Well to give another response: Part of the whole point about there being the Temple is that finding it is important. It is this one key staircase you gotta find early on (unless you got lucky with an altar vault even earlier), which means that skipping part of a level due to a tough unique early on is a bit of a risk, and it is also a big deal if some tough enemies happened to spawn near the staircase to the Temple. That can be really frustrating if you were 100% dead-set on only worshiping one particular god, but short of that, there are several different ways of handling that kind of situation, and overall I think it is good that sometimes you are pressured as a player by having to deal with that and adapting, even if it means sometimes you can't get
exactly what you wanted/expected.
Giving a second entrance to the Temple (in effect) seems to completely detract from the point of having the Temple in the first place; at that point, you might as well remove it, which isn't going to happen.
(Bit of a tangent but you might be interested in the discussion in this thread, from a while back:
https://crawl.develz.org/tavern/viewtopic.php?f=8&t=10630)
In any case, to give the advice you asked for: Yes, if you haven't found a reasonable god choice for your character, or if there are only certain gods you want to worship and haven't found their altars yet, then you should go back and fully explore areas that you skipped.

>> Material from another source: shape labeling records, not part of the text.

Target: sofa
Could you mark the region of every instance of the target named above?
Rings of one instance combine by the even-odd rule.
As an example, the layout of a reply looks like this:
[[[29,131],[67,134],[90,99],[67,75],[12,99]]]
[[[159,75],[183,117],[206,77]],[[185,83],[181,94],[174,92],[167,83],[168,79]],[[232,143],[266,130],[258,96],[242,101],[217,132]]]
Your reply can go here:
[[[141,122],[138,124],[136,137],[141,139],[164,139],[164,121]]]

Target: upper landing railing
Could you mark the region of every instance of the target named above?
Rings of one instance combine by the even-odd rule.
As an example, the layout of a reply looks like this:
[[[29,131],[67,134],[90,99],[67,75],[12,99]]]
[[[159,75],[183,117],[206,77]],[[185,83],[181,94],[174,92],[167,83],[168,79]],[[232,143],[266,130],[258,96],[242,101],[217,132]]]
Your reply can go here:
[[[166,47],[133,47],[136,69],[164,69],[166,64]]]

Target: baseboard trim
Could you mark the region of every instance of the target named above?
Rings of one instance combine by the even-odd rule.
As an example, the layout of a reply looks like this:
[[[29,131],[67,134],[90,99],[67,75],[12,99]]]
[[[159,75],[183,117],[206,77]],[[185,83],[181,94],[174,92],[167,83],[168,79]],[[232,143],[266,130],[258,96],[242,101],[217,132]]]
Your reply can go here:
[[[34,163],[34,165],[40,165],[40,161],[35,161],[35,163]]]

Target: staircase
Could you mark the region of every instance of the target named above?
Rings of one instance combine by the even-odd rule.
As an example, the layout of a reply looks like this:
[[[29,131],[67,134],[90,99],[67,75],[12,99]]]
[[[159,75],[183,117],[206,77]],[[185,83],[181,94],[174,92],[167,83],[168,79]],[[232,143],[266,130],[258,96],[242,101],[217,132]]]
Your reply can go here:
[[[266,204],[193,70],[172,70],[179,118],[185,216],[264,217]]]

Doing otherwise is very silly.
"But hey, doesn't this mean finding the Temple is a no-brainer, I thought Crawl design is all about avoiding no-brainers!" Well, that is really an abuse of the term "no-brainer."
Worshiping a god (unless you are a demigod) is a given if you are interested in winning the game; the point is that
which god you worship provides some interesting strategic decisions (at least, ideally it does). Making sure that you find the Temple is a "no-brainer" in the same way that picking up and using good items you find is a "no-brainer." You can describe just about any feature with a sufficient level of abstraction and say "doing this is a no-brainer"; it doesn't make your argument good, it just means that you are able to hang a buzzword on a bad argument.